He continued working in Calcutta, restoring ancient monuments with the same flair and fervour, but the final years of his career were marred by scandal. In 1925, he was accused of stealing a sacred idol from a shrine in Madhya Pradesh. Though the case was eventually dismissed and the charges unproven, the damage to his reputation was done. John Marshall reportedly insisted on his resignation.

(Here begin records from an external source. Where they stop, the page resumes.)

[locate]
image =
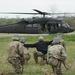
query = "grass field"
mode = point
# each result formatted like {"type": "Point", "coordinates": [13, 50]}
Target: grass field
{"type": "Point", "coordinates": [36, 69]}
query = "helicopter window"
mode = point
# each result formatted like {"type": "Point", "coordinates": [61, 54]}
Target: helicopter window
{"type": "Point", "coordinates": [67, 25]}
{"type": "Point", "coordinates": [34, 25]}
{"type": "Point", "coordinates": [29, 25]}
{"type": "Point", "coordinates": [63, 24]}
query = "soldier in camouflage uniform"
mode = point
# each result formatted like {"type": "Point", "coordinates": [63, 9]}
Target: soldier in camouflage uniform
{"type": "Point", "coordinates": [26, 53]}
{"type": "Point", "coordinates": [15, 53]}
{"type": "Point", "coordinates": [56, 54]}
{"type": "Point", "coordinates": [42, 47]}
{"type": "Point", "coordinates": [62, 42]}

He left the ASI in 1927 and became a professor at Banaras Hindu University. But a taste for the high life – horse-drawn carriages, extravagant feasts, and a wide circle of friends – meant he struggled financially. He died just two years later, aged 45.

Legacy in the Shadows

While Banerjee’s discoveries fundamentally changed our understanding of the subcontinent’s ancient history, his name is often buried beneath the weight of institutional bias and colonial politics. In Bengal, he remains a respected figure – a cultural hero of sorts – but in mainstream historical discourse, he is, tragically, the unsung genius.

Historian Nayanjot Lahiri described him as someone who “lacked diplomacy and tact” and had a knack for rubbing people the wrong way. But isn’t that often the case with visionaries? They don’t always play nice, but they change the world nonetheless.

So here’s to Rakhaldas Banerjee – brilliant, brash, and badly treated by history. A man who found a lost civilisation but lost his place in ours. Time we gave credit where it’s due and dusted off his name from the annals of neglect. After all, every mound has its buried treasures – Banerjee, quite fittingly, is one of them.